French politicians expressed shock after the mobile numbers of the president, Emmanuel Macron, former prime minister Édouard Philippe and 14 serving ministers, including those for justice and foreign affairs, appeared in the leaked data. Research by the Pegasus project suggests that Morocco was the country that may have been interested in Macron and his senior team, raising fears that their phones were selected by one of France’s close diplomatic allies.​

NSO said Macron was not and never had been a “target” of any of its customers, meaning the company denies he was selected for surveillance or was surveilled using Pegasus. The company added that the fact that a number appeared on the list was in no way indicative of whether that number was selected for surveillance using Pegasus.

Morocco has “categorically” rejected and condemned what it called “unfounded and false allegations” that it had used Pegasus to spy on high-profile international figures. Lawyers for the government said last week that it had filed defamation claims in Paris against Amnesty International and Forbidden Stories.

Bredoux added: “It takes a bit of time to realise it, but it’s extremely unpleasant to think that one is being spied on, that photos of your husband and children, your friends – who are all collateral victims – are being looked at; that there is no space in which you can escape. It’s very disturbing.”

But Bredoux, who in 2015 wrote a series of articles on Abdellatif Hammouchi, the director general of Moroccan internal intelligence, said her main concern was for the journalists’ contacts.

“As journalists, what is even more worrying is that sources and contacts may have been compromised, that these are violations not just of your privacy and private life, but of the freedom of the press.

“We are not in the same situation as the journalists in Morocco but are being used like Trojan horses to get at them, so my thoughts are with our colleagues in Morocco.

“That my telephone could be used to help attack these journalists who fight every day makes me very angry.”

Last month when news of the Pegasus project broke, Macron ordered multiple investigations. The French p​rime minister, Jean Castex, said the Élysée had “ordered a series of investigations”, after vowing to “shed all light on the revelations”.​

In Israel last week, authorities inspected NSO’s offices. And on Sunday, the Israeli newspaper Haaretz reported an “emergency” conference had been called for cyber-firms to assess the impact of the revelations on the domestic sector. It is not clear which companies will attend the meeting.

Pegasus is the hacking software – or spyware – that is developed, marketed and licensed to governments around the world by NSO Group.

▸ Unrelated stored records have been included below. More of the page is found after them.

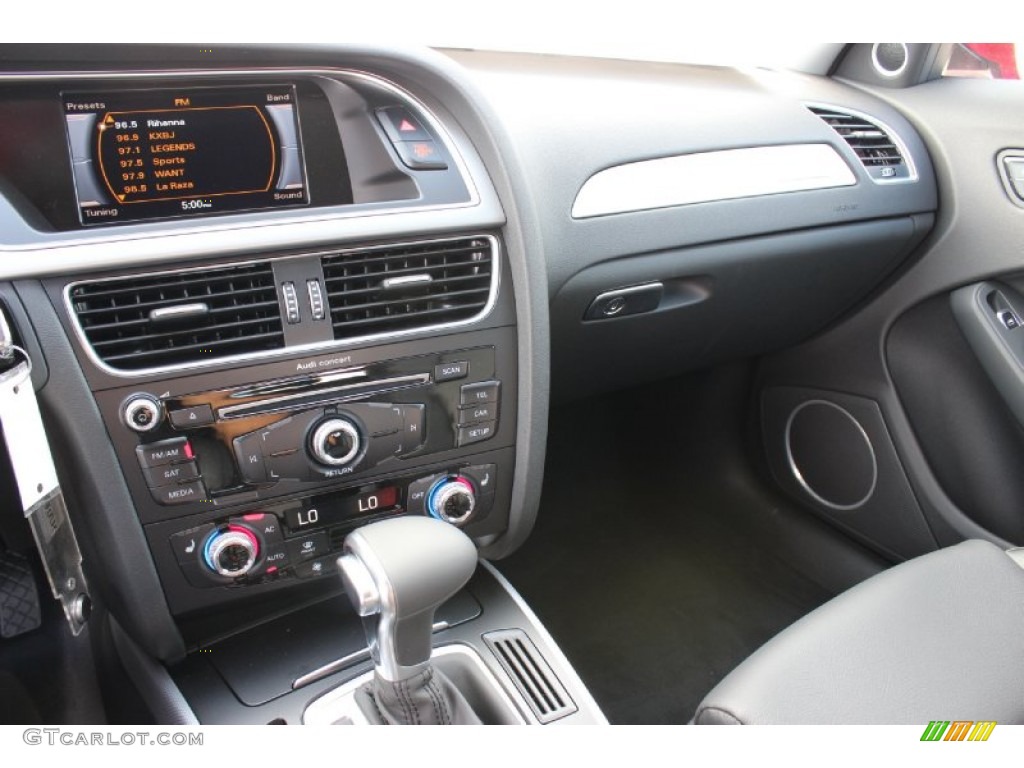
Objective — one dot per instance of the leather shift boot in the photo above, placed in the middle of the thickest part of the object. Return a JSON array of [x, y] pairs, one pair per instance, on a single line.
[[427, 698]]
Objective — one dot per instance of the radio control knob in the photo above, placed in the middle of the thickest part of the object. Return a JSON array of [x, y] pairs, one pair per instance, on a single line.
[[231, 552], [336, 442], [452, 500], [142, 413]]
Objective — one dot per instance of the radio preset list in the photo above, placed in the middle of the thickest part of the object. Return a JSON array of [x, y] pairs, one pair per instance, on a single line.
[[162, 153]]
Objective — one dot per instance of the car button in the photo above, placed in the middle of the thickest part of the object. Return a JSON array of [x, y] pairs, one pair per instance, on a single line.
[[476, 414]]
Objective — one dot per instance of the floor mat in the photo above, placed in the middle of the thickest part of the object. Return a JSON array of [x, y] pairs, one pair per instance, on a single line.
[[641, 567]]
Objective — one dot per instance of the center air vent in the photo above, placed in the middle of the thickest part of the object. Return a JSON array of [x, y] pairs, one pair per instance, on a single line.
[[409, 287], [878, 148], [160, 321], [530, 675]]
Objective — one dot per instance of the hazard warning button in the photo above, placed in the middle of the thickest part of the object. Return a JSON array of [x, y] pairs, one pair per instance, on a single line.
[[400, 125]]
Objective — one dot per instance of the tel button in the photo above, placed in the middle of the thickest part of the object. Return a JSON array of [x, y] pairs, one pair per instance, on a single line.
[[474, 394]]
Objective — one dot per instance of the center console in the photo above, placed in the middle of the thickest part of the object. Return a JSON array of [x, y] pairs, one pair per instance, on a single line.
[[269, 306]]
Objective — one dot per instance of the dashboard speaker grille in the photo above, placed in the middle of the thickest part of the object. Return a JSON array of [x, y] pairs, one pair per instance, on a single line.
[[530, 674], [156, 321], [877, 150], [409, 287]]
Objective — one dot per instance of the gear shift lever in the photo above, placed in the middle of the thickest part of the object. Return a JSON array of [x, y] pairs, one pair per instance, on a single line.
[[396, 572]]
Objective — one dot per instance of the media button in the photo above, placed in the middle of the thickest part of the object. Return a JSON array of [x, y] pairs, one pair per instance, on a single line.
[[184, 494]]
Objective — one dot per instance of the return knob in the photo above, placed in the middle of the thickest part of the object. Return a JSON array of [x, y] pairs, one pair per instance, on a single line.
[[452, 500], [336, 442]]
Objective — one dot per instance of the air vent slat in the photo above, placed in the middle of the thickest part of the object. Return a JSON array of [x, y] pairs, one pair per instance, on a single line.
[[878, 152], [530, 674], [443, 297], [461, 273], [176, 336], [227, 346], [143, 304], [243, 316]]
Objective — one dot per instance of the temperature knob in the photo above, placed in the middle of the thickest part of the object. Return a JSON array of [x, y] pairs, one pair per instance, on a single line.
[[231, 552], [336, 441], [452, 500]]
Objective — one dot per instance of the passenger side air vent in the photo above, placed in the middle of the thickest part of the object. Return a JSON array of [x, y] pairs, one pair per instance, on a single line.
[[878, 148], [160, 321], [530, 674], [409, 287]]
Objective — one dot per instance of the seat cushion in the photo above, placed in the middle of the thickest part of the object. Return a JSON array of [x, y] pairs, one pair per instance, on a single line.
[[940, 637]]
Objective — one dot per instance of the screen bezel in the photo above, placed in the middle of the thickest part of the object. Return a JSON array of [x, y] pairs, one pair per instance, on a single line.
[[162, 210]]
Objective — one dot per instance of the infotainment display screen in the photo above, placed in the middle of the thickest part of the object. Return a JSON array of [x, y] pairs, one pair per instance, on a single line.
[[189, 152]]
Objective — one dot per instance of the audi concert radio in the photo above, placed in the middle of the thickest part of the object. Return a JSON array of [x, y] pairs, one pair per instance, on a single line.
[[309, 458]]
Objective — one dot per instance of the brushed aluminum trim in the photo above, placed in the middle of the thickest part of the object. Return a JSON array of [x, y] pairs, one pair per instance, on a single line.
[[710, 176]]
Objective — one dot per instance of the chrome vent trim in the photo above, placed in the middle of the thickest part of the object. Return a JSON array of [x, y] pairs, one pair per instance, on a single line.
[[150, 322], [398, 289], [530, 675], [879, 147]]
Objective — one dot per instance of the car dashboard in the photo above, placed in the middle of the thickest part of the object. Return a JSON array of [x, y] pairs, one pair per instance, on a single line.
[[272, 294]]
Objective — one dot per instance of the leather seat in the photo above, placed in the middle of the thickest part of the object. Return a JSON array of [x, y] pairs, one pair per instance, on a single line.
[[937, 637]]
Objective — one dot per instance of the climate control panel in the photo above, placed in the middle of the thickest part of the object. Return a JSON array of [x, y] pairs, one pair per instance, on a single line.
[[301, 540], [330, 423]]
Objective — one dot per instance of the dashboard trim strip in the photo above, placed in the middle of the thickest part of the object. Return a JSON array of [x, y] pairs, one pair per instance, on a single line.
[[711, 176]]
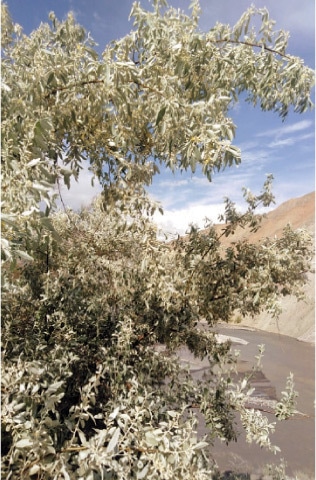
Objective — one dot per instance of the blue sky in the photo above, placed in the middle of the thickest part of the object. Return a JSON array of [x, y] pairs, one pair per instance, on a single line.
[[287, 150]]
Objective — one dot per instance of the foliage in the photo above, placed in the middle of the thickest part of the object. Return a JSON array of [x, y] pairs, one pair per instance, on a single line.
[[88, 295]]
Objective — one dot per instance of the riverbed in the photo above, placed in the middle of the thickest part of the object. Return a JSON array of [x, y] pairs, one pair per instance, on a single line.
[[296, 436]]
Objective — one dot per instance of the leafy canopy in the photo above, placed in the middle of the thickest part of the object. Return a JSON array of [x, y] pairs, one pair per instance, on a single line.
[[160, 95], [85, 392]]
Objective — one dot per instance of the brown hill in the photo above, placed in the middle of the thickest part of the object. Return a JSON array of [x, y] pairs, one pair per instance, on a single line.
[[297, 318], [298, 212]]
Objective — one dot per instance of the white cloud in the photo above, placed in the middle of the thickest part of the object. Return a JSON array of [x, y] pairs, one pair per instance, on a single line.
[[285, 130], [176, 221], [81, 193]]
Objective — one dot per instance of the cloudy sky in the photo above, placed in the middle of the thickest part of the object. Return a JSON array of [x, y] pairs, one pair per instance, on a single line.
[[287, 150]]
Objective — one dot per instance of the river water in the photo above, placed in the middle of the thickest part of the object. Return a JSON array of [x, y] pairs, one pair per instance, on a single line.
[[295, 436]]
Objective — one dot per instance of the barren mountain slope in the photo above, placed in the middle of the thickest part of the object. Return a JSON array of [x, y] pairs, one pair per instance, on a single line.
[[298, 318]]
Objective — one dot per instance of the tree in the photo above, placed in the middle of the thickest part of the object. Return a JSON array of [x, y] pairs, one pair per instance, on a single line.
[[85, 395]]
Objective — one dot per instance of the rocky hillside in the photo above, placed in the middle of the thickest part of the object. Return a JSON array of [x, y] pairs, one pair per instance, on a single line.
[[298, 318]]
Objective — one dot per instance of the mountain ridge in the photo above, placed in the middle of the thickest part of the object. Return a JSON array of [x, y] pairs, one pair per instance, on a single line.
[[297, 318]]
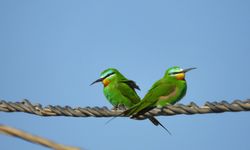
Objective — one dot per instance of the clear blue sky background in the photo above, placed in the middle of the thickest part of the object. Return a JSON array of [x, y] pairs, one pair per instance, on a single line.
[[50, 51]]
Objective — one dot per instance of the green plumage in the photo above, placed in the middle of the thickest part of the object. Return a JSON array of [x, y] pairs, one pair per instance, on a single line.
[[120, 91], [168, 90]]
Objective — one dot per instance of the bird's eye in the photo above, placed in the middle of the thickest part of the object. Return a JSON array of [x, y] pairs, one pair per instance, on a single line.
[[109, 74]]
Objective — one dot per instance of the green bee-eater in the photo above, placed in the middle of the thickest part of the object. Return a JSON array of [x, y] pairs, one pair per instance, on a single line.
[[120, 91], [168, 90]]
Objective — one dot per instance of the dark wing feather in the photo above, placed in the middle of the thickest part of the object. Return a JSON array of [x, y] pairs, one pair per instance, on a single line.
[[131, 84]]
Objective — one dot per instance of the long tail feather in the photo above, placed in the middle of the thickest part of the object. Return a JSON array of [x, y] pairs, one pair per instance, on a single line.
[[156, 123]]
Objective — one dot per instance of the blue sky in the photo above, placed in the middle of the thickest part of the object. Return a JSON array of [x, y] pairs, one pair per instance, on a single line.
[[50, 51]]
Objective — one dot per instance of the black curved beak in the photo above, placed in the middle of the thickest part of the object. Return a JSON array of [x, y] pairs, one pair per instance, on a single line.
[[186, 70], [98, 80]]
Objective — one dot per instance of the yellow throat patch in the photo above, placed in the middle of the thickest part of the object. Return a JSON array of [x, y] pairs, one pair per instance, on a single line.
[[105, 82], [180, 76]]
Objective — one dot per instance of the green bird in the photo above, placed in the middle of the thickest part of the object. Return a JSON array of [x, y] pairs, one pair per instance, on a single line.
[[168, 90], [120, 91]]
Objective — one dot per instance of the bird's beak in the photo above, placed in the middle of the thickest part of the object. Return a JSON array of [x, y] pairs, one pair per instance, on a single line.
[[186, 70], [98, 80]]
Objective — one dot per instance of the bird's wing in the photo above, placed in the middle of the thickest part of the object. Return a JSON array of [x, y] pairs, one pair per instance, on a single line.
[[131, 84], [128, 92], [160, 89]]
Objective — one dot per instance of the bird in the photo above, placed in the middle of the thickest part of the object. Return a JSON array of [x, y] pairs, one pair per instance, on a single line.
[[120, 91], [170, 89]]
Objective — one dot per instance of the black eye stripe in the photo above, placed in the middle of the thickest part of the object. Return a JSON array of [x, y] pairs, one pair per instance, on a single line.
[[108, 75], [173, 73]]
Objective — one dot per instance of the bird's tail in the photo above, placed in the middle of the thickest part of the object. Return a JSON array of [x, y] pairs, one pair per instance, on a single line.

The malware has the capability to infect billions of phones running either iOS or Android operating systems. It enables operators of the spyware to extract messages, photos and emails, record calls and secretly activate microphones.

The appearance of a number on the leaked list does not mean it was subject to an attempted or successful hack.

Human rights activists, journalists and lawyers around the world have been selected as possible candidates for potential invasive surveillance by authoritarian governments using the hacking software, according to the investigation into the massive data leak.

The investigation suggests widespread and continuing abuse of Pegasus, which NSO insists is only intended for use against criminals and terrorists.